Security is considered to be a right which everyone deserves. With over half the world’s population using smartphones as their primary means of computing manufacturers have to be extra cautious when it comes to smartphone security. Biometric authentication has been around for quite a while now with Apple’s iPhone 5S to be one of the very first devices to implement the technology which is considered pretty ordinary today. Manufacturers, however, have innovated a lot ever since with Samsung’s Iris scanner and Apple’s Face ID considered to be role models for modern-day biometric security.

The smartphone market has never slowed down and innovation just keeps on coming from places one wouldn’t even expect. Recent smartphones tend to have an under-screen sensor giving them a futuristic look. Fingerprint scanners are still considered to be the most secure means of encrypting information but that may soon change. Research from the New York University and the University of Michigan proves that with an AI software which has the ability to by-pass fingerprint security by adapting and improvising on the existing fingerprints till it decrypts the code. The AI is called “DeepMasterPrints” and consists of two working units. The first unit has the job to produce a 2D image of a fingerprint while the second unit differs it from others which allows the software to know if the required print matches the produced print.

Xiaomi showcases quite a similar setup mimicking Apple’s FaceID technology making it much more complex and secure compared to recent Android OEM knockoffs.

Most smartphones, on the other hand, tend to not capture the complete fingerprints which further improves the chance for the AI bypass it. The researchers tested it out on three different levels of security with results ranging from 1.6% success rate to a staggering 76% success rate. This means that if 100 people used the most secure biometric scanner then the data of at least 12 of them will be exposed.
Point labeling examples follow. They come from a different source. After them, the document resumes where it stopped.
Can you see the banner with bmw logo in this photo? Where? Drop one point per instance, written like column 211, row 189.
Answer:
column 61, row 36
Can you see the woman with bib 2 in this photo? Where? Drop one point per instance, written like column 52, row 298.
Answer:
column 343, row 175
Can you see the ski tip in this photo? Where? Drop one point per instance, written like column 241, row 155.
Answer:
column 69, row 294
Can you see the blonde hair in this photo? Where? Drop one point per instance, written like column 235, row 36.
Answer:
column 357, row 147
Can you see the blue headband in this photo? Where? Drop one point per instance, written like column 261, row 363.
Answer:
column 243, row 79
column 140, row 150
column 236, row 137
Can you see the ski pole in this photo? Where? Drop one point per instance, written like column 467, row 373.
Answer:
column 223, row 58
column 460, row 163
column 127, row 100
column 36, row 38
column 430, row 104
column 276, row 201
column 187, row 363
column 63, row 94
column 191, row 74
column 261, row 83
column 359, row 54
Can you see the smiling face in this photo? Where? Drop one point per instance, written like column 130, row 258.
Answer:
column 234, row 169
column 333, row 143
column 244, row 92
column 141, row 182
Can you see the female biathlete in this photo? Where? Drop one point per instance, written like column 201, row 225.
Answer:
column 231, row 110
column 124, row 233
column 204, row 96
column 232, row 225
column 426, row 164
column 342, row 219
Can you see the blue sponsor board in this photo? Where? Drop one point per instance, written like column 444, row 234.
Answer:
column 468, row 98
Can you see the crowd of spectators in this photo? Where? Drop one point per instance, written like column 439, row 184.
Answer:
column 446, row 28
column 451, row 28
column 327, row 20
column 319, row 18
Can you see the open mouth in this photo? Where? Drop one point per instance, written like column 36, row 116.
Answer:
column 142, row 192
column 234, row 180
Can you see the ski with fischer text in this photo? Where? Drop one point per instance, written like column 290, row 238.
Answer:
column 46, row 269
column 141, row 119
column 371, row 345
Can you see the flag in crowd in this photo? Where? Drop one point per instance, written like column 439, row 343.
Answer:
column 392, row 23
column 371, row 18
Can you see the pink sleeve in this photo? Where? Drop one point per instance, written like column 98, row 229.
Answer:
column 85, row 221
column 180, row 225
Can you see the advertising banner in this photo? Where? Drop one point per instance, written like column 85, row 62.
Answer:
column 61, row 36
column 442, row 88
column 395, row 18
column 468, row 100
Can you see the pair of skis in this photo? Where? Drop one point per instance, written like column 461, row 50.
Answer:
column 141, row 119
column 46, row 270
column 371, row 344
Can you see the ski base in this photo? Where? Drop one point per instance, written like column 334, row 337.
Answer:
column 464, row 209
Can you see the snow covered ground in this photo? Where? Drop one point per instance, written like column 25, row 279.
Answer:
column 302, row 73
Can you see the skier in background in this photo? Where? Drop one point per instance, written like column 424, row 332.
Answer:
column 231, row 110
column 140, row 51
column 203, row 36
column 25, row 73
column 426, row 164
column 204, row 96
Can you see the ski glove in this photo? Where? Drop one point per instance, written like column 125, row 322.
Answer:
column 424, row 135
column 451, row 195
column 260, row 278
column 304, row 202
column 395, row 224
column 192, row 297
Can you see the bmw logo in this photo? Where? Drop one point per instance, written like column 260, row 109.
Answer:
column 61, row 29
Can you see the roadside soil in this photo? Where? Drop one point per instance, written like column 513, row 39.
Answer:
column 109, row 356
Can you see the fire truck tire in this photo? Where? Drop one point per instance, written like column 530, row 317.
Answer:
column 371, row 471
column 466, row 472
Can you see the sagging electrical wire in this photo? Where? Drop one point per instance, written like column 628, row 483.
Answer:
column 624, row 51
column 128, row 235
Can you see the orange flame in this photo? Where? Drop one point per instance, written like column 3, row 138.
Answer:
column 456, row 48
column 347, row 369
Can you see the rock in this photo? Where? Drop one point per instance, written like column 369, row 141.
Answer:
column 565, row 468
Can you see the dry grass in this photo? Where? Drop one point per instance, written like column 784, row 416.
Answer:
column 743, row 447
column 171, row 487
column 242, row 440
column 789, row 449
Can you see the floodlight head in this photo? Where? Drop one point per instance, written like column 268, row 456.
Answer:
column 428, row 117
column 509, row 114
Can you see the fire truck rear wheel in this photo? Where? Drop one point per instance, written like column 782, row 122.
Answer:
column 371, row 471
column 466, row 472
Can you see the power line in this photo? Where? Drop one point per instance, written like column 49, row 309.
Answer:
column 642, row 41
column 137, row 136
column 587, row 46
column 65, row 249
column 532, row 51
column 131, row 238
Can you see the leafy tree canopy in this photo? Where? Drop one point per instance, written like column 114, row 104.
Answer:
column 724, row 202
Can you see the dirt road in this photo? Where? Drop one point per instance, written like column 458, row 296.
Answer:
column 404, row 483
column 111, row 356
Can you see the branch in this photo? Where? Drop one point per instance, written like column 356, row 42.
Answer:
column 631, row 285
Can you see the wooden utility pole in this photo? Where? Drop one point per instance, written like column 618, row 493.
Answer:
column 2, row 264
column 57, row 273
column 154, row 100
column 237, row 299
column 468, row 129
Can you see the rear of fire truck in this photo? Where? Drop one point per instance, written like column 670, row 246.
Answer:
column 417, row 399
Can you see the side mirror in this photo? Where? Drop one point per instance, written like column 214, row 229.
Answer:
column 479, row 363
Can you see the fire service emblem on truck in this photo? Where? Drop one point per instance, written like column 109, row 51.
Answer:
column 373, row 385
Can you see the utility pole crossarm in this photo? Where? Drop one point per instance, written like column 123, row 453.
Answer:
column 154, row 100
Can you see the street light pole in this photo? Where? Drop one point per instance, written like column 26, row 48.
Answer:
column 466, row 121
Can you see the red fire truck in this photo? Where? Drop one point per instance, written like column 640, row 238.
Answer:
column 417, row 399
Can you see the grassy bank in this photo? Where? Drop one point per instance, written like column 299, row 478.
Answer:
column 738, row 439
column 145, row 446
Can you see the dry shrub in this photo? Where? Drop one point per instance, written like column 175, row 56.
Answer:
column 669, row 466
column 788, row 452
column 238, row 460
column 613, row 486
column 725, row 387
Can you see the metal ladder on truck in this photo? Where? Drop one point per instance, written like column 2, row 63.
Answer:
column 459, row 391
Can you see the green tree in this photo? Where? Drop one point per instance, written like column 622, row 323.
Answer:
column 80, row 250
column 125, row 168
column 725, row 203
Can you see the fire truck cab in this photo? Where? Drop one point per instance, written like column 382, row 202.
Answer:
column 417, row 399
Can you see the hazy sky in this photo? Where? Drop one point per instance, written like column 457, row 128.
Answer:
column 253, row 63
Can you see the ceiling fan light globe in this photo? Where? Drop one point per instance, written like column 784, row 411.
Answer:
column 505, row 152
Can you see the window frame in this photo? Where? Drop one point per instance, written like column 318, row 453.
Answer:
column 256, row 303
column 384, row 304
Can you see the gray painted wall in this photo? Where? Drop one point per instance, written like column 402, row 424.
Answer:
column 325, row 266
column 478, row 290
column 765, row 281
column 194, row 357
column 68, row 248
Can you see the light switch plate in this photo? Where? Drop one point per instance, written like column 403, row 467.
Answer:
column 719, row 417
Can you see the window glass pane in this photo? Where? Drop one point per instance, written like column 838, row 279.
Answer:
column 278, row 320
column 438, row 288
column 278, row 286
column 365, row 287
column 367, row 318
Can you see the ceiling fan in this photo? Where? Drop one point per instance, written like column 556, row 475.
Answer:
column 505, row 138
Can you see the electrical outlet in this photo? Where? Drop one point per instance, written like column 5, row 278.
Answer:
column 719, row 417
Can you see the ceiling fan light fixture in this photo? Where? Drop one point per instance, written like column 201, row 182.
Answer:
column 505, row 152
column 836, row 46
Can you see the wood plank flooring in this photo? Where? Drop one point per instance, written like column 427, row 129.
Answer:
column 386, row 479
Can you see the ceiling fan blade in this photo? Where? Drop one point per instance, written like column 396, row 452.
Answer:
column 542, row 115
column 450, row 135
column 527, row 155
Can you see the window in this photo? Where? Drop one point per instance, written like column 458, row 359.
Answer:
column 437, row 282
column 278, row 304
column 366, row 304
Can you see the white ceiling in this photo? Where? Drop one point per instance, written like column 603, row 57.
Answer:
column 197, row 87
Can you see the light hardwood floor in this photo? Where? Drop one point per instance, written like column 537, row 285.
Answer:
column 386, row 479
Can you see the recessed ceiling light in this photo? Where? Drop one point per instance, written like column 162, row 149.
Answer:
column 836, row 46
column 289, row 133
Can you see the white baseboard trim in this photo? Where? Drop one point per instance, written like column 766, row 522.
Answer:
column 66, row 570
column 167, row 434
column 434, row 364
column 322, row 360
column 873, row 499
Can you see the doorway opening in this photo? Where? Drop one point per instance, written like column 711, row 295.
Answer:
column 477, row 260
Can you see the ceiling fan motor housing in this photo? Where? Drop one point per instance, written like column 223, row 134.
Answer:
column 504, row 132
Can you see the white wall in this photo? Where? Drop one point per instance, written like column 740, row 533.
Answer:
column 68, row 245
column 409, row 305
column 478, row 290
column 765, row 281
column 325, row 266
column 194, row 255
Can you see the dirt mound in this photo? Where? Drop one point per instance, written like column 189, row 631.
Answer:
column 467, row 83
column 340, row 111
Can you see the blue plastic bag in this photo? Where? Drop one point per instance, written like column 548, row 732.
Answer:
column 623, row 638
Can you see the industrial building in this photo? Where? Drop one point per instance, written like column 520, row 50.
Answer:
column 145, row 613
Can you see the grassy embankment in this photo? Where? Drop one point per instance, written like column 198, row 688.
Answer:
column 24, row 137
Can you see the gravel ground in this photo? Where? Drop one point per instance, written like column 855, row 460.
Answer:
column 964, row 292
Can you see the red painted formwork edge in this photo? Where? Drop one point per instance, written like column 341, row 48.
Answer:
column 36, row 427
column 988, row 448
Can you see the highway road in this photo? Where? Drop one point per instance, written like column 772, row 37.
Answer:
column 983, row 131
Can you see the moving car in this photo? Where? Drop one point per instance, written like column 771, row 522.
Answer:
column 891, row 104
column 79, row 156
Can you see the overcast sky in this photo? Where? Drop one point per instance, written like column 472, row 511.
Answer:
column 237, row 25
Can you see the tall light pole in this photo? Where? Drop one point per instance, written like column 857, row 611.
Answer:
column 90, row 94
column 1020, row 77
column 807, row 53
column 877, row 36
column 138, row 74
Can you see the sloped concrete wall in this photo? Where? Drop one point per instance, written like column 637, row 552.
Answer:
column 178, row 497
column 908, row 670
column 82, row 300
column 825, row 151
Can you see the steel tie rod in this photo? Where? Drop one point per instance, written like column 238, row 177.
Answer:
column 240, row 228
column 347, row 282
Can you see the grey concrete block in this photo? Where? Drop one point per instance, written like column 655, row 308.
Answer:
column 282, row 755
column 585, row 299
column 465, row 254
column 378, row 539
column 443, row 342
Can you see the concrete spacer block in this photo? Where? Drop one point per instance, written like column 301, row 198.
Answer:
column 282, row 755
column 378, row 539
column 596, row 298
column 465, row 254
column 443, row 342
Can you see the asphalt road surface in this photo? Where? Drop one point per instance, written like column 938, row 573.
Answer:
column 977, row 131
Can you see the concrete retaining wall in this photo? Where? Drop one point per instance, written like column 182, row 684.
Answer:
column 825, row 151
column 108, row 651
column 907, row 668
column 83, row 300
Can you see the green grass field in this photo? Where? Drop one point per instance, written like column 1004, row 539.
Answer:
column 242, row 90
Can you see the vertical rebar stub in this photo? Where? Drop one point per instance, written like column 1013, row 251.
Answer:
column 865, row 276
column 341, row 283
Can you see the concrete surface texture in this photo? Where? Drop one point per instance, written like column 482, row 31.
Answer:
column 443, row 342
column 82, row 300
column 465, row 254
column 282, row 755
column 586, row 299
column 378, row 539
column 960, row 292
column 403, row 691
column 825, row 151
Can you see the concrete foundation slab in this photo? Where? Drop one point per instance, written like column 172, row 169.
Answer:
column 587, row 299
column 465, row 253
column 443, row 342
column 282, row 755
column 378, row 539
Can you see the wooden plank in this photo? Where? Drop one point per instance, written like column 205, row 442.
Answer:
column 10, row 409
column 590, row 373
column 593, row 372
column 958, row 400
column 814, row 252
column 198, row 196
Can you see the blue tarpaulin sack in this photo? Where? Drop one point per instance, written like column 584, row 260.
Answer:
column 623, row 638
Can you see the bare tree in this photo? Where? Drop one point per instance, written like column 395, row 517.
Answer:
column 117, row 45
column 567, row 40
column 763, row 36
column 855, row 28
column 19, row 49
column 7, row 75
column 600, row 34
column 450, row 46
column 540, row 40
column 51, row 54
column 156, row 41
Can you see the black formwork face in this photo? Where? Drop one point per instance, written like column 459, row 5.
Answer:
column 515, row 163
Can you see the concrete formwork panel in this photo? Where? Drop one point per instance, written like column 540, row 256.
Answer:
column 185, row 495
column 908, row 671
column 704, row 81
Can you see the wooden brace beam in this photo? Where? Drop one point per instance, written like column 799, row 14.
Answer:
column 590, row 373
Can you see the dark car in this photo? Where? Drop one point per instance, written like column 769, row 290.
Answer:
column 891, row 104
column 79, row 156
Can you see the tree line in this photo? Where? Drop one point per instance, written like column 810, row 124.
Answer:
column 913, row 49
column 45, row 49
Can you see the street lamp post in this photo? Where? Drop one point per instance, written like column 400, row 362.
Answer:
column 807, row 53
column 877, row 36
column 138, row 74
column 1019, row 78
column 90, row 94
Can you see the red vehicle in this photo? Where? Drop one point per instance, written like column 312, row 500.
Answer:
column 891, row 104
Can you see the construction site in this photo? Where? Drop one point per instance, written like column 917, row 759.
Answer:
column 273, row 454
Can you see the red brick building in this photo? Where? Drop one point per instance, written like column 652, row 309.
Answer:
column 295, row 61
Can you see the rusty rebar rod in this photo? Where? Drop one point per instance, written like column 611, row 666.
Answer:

Apple when first announcing the removal of the fingerprint scanner many were not sure if it was the right step to make but looking at the statistics here they may have a point. Apple claimed to have a more secure encryption level by offering the unspoofable Apple ID which even with 3D models cannot be easily fooled. Hence it is proven that fingerprint encryption isn’t necessarily as secure as people may that and it only took a while for a legitimate workaround to be discovered. The facial recognition AI is still pretty new to the market and we may soon know if it lives up to the level of security manufacturers advertise.